Retiring president of CBS, Per Holten Andersen reveals that it was legislation and not the will of CBS that prevented the school from cutting further collaboration with Danske Bank.
Collaboration that includes event sponsorship, research funding worth several million kroner, and logo sponsorship in an auditorium – just to name a few examples.
“We requested a legal evaluation of what we could do, and the verdict was clear. Existing collaboration with Danske Bank could not just be terminated without potential consequences for CBS. We would have been breaking the law and could potentially be subject to a lawsuit. That’s why we decided not to terminate all contracts with Danske Bank,” says Per Holten-Andersen in CBS WIRE’s podcast.
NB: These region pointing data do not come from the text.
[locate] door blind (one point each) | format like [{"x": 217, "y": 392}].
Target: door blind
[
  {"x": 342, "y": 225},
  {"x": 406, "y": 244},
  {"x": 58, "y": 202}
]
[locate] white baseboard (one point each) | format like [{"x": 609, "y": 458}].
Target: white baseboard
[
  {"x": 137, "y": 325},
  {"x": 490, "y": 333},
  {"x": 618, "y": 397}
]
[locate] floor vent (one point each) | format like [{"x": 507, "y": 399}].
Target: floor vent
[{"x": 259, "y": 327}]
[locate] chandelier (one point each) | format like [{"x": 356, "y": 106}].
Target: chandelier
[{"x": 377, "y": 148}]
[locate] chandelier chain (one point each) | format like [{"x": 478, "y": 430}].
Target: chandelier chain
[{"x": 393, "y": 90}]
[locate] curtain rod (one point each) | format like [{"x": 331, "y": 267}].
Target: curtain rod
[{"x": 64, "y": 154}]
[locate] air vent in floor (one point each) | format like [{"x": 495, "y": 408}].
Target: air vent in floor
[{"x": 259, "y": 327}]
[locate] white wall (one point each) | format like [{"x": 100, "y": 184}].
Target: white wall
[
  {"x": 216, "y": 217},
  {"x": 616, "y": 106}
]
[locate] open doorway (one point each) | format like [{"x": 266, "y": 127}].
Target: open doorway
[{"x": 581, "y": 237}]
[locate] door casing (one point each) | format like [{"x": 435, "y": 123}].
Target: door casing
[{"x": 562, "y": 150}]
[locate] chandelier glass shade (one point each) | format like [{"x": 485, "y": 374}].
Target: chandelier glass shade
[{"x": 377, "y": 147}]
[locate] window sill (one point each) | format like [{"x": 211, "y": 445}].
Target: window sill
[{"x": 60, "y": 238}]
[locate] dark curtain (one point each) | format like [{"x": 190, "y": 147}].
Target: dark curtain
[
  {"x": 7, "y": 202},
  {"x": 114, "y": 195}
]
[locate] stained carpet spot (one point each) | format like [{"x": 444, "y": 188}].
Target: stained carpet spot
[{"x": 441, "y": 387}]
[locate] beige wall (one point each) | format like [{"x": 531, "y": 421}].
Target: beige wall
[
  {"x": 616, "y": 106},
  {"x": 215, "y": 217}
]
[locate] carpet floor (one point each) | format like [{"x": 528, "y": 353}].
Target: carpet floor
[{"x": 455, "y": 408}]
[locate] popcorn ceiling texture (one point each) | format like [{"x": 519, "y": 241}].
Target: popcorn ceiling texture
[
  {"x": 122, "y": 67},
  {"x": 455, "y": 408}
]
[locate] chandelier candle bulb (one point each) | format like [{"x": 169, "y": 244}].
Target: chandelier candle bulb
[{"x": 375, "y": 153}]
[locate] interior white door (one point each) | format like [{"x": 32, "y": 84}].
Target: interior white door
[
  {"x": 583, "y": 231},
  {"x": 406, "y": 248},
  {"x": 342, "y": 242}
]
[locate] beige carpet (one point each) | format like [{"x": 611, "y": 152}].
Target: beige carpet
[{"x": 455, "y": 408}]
This statement sheds new light on the school’s decision to continue existing cooperation with Danske Bank and to terminate only future involvement after it became clear that the bank was deeply involved in one of Europe’s biggest bank scandals.
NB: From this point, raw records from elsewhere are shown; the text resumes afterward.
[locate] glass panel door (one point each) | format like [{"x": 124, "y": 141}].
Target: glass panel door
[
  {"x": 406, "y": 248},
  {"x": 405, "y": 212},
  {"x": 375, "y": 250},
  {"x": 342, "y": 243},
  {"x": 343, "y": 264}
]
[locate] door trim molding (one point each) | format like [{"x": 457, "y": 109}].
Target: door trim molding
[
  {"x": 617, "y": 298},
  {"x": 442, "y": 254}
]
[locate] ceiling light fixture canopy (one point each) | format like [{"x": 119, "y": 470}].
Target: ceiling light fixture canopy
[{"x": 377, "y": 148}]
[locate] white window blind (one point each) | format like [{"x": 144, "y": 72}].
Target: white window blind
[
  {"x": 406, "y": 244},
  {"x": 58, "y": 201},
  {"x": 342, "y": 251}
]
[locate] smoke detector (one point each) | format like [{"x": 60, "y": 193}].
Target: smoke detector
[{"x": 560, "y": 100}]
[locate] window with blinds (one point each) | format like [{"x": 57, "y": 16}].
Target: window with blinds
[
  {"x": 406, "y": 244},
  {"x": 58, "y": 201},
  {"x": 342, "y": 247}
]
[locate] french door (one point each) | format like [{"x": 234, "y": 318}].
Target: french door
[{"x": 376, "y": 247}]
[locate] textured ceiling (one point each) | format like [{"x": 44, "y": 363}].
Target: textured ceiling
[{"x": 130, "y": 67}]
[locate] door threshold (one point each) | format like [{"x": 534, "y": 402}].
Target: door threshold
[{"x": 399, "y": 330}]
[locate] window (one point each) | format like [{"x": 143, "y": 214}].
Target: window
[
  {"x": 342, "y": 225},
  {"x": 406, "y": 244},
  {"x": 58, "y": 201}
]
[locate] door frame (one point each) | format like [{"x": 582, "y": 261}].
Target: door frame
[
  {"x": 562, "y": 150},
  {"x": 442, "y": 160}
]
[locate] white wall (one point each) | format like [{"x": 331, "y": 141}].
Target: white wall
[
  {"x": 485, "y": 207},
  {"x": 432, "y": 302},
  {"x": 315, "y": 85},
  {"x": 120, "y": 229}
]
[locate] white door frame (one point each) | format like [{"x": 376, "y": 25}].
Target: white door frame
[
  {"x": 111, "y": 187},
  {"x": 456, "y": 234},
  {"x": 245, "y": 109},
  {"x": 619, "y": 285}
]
“These are not the morals or ethics we want to convey to our students. We considered going further.”
How much further would you have gone? Would you have terminated all collaboration?
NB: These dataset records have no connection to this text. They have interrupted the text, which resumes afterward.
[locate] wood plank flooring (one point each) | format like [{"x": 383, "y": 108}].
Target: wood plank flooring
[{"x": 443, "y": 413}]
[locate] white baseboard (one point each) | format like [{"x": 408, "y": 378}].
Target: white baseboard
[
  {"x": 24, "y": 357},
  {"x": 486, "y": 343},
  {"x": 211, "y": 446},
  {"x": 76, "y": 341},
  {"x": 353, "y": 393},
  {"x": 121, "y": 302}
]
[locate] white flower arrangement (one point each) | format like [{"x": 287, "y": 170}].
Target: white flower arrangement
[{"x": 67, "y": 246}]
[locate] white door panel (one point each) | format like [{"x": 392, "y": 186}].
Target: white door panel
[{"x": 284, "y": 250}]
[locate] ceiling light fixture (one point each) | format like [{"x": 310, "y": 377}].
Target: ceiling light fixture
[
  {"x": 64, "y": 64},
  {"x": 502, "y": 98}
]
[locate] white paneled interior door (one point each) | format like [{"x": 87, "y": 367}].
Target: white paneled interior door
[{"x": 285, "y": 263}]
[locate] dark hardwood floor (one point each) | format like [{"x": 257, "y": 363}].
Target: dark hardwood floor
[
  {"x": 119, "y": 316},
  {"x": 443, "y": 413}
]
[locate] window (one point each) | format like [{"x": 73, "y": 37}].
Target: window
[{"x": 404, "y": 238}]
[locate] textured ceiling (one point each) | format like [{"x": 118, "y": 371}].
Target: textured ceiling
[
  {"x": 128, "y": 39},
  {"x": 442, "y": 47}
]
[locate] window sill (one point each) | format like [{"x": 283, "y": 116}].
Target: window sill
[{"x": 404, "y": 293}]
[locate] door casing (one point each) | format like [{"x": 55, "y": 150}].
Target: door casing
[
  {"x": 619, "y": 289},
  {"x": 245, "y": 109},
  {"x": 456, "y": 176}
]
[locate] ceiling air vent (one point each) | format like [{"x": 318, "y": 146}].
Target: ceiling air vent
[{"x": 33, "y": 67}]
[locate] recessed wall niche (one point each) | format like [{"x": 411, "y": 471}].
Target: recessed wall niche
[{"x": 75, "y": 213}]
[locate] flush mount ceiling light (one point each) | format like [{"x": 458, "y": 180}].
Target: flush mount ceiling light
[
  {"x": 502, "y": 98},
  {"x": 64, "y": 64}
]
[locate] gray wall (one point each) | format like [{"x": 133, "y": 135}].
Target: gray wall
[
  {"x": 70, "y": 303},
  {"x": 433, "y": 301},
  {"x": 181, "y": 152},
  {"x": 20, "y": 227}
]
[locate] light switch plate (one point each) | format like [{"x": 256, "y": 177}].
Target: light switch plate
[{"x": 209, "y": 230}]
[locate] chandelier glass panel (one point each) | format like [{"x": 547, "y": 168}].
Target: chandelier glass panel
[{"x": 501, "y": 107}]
“To answer that clearly, I would have to go into every aspect of every collaboration with Danske Bank. But in principle, yes.
A necessary decision
The harsh actions – or at least the intended harsh actions – are part of CBS’ responsibility towards its students.
“As a university that delivers a third of all top leaders for the private sector, we simply had to react. We wanted to send a clear signal that this type of leadership is not one that we condone, and it’s certainly not the type of role model we want for our students,” says Per Holten-Andersen before he concludes:
“We need role models who dare to make the right decisions. Not only when it favors you, but also when it costs you profit.”